PROconsortium / PRoteinOntology

Other
14 stars 3 forks source link

MSA for terms that are unmodified at a specific position - how to display #256

Open nataled opened 3 years ago

nataled commented 3 years ago

From @karenross: For this term: http://purl.obolibrary.org/obo/PR_Q99MZ3 there are three "unhydroxylated" forms that appear in the MSA with the unhydroxylated residue colored exactly the same as for hydroxylated residues. For this term, http://purl.obolibrary.org/obo/PR_P35222, the unphosphorylated forms just don't show up in the MSA.

From @Julie-Cowart: Yes you are right about the color issue. If you click the word modification in the upper left you can see the legend. If you mouse over you will see that the modification is different (MOD:00039 for hydroxylated and PR:000026291 for unmodified amino-acid residue).

For the unphosphorylated forms issue, they are being explicitly removed in code with a note that says (# remove unmod forms (they don't have dbxref)). I don't really get the comment since it may have been true at one point but is not necessarily true now. In any case we are suppressing the unmodified forms from the msa and have been for a long time. Back to the first issue involving unhydroxylated forms since the fact that they are not suppressed is actually a bug.
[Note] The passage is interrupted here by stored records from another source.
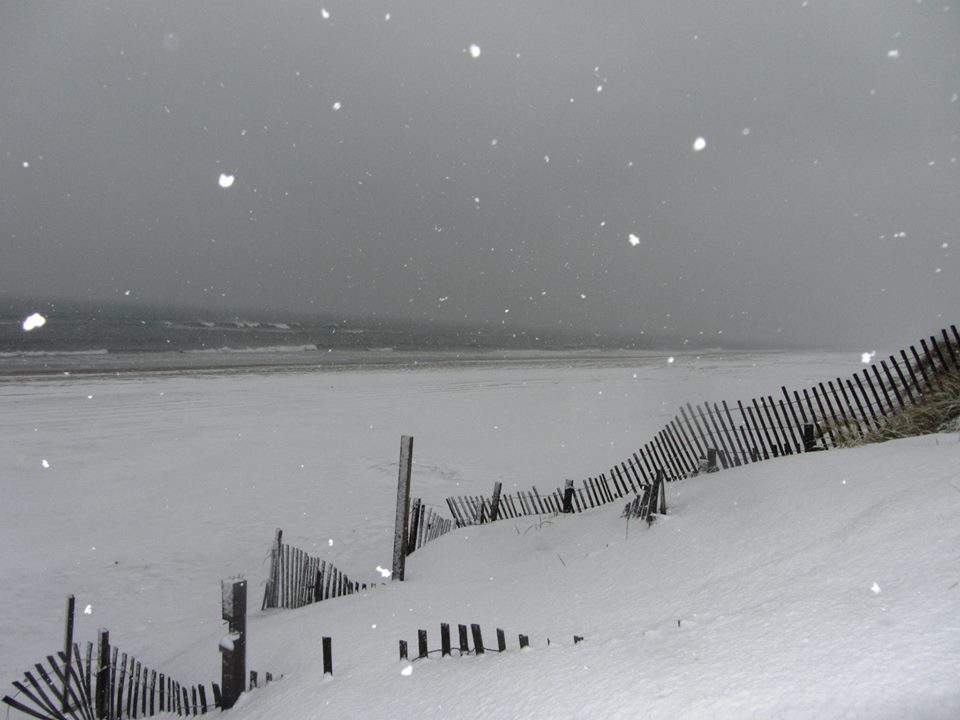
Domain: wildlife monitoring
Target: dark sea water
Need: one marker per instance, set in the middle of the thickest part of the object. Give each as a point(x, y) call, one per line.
point(98, 340)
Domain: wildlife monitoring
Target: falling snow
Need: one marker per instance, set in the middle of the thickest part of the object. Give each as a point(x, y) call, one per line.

The code that checks for unmod forms is incorrect in the case of unhydroxylated since it looks for one of ["UnMod", "PhosRes-", "unmodified", "unphospho", "UnPhos"] in the name which is an incomplete list obviously since it is all ways of saying unphosphorylated. The list either needs to be expanded to included other kinds of unmodified forms or explicitly check for PR:000026291 for unmodified amino-acid residue.
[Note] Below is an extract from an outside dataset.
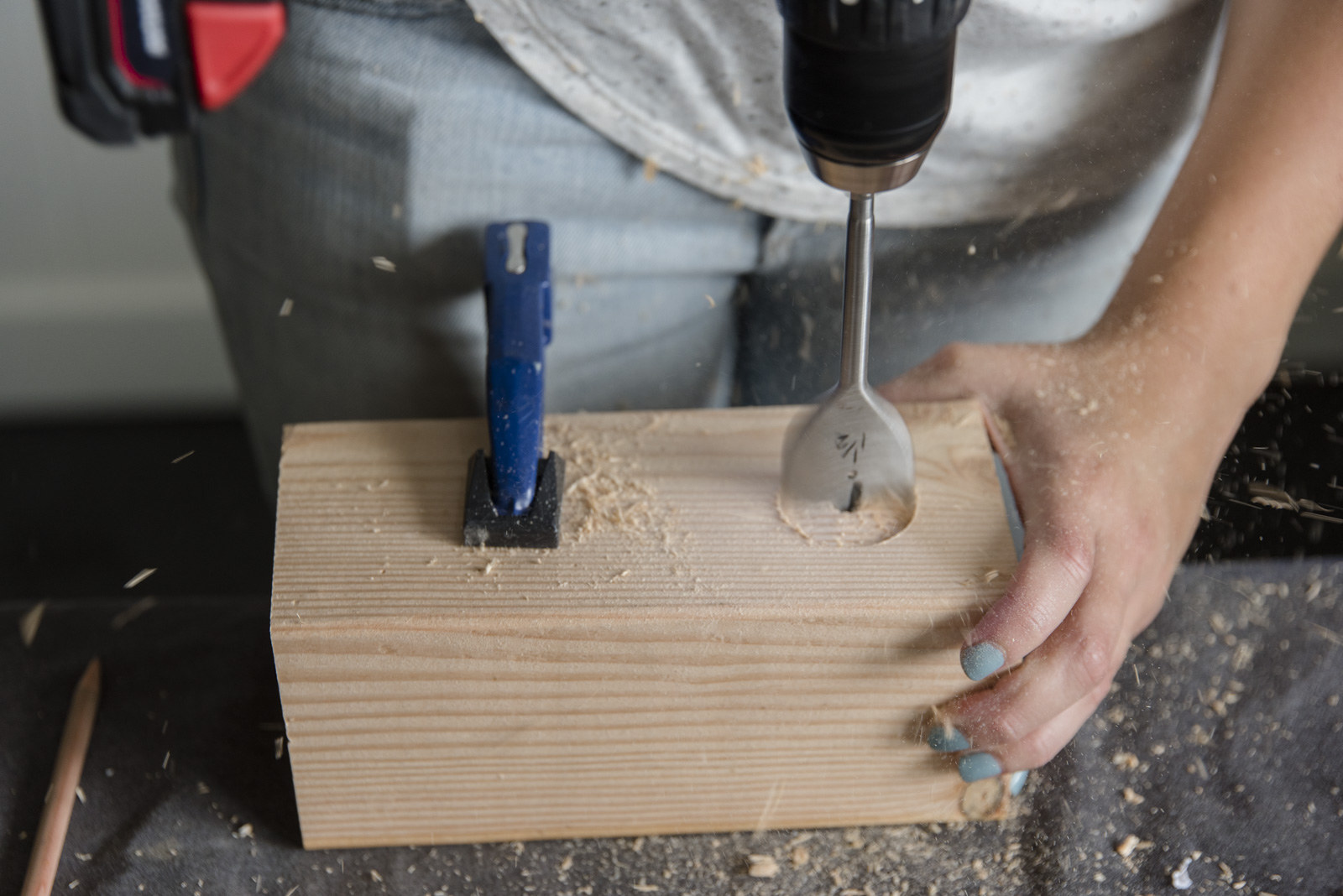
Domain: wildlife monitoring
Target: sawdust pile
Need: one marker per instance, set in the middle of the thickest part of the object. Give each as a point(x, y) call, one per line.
point(604, 490)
nataled commented 3 years ago

From PIR-PRO discussion: Ultimately we do want the specifically-unmodified residues to be displayed in a consistent way. It is not enough to keep them 'blank' (so to speak) as we would for a sequence with no indications of modifications (such as would be the case for the base sequence) because it is usually the case that there are multiple possible positions that can have the statement of non-modification, and it would not be possible to tell which residue is the appropriate one.

We also decided that we won't worry about distinguishing unphosphorylated from, say, unacetylated.

Julie-Cowart commented 3 years ago

The code for explicitly handling unmodified does exist and according to the style it makes the base white background with grey border. We could argue another color is better (perhaps grey but grey already means conserved). The current logic seems to be buggy and only checks unphosphorylated and uses the term name to detect so needs some improvement once we decide how it should work. Separately, as already stated, it also seems to use the term name to suppress the entry in the msa hence the missing rows Karen noticed.